Siyasal sistemlerin ana omurgasını ekonomi ile ilgili programları oluşturur. Liberalizm serbest piyasa ekonomisini, komünizm devletçi ekonomik düzeni, karma ekonomi ise bu ikisinin de olduğu bir ekonomiyi savunur. Avrupa’da sağ-sol farklılaşması da bu düzlemde yürür.
Liberaller vardır, sosyalistler vardır, komünistler vardır.
Türkiye’de ise sağ-sol farklılaşması sosyokültüreldir… Aleviler vardır, Sünniler vardır, Kürtler vardır, Türkler vardır, Karadenizliler, Trakyalılar vardır. Bu düzlemde toplanır, partimizi sonra kurarız. Partinin dünya görüşü değil, sosyokültürel kimliğimiz önemlidir. İşte sıkıntıda buradadır…
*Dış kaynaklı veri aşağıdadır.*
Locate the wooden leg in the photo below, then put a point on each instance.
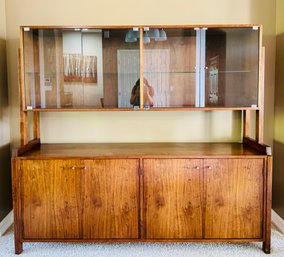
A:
(266, 246)
(18, 247)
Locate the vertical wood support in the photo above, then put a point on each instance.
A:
(141, 200)
(267, 206)
(141, 68)
(36, 125)
(23, 115)
(260, 112)
(246, 123)
(18, 233)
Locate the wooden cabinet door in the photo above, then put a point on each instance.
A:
(173, 198)
(233, 198)
(110, 199)
(50, 199)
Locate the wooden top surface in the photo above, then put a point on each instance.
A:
(146, 150)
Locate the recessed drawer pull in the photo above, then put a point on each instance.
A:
(79, 167)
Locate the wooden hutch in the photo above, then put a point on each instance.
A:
(150, 192)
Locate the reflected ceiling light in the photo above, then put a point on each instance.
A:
(162, 35)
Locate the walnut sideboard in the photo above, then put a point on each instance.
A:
(147, 192)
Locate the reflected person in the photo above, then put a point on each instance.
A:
(148, 93)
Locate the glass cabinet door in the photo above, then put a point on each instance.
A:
(79, 68)
(99, 68)
(169, 67)
(232, 67)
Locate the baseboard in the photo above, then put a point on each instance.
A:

Yeni partiye isim tartışmasında partinin dünya görüşüne uygun bir isim değil de, popülist bir isim arıyoruz. Sanki siyasi parti değil, kafe açacağız.
Siyasi düşünceler bellidir, Cumhuriyetçiler, Demokratlar, Milliyetçiler, Sosyalistler… Buna son yıllarda Çevreciler de eklendi.
Avrupa’da, Amerika’da yüzlerce yıldan beri devam eden partiler var. Demokrat parti, Cumhuriyetçi Parti, Liberal Parti, İşçi Partisi, Sosyal demokratlar. Parti programları ile isimleri tutarlıdır.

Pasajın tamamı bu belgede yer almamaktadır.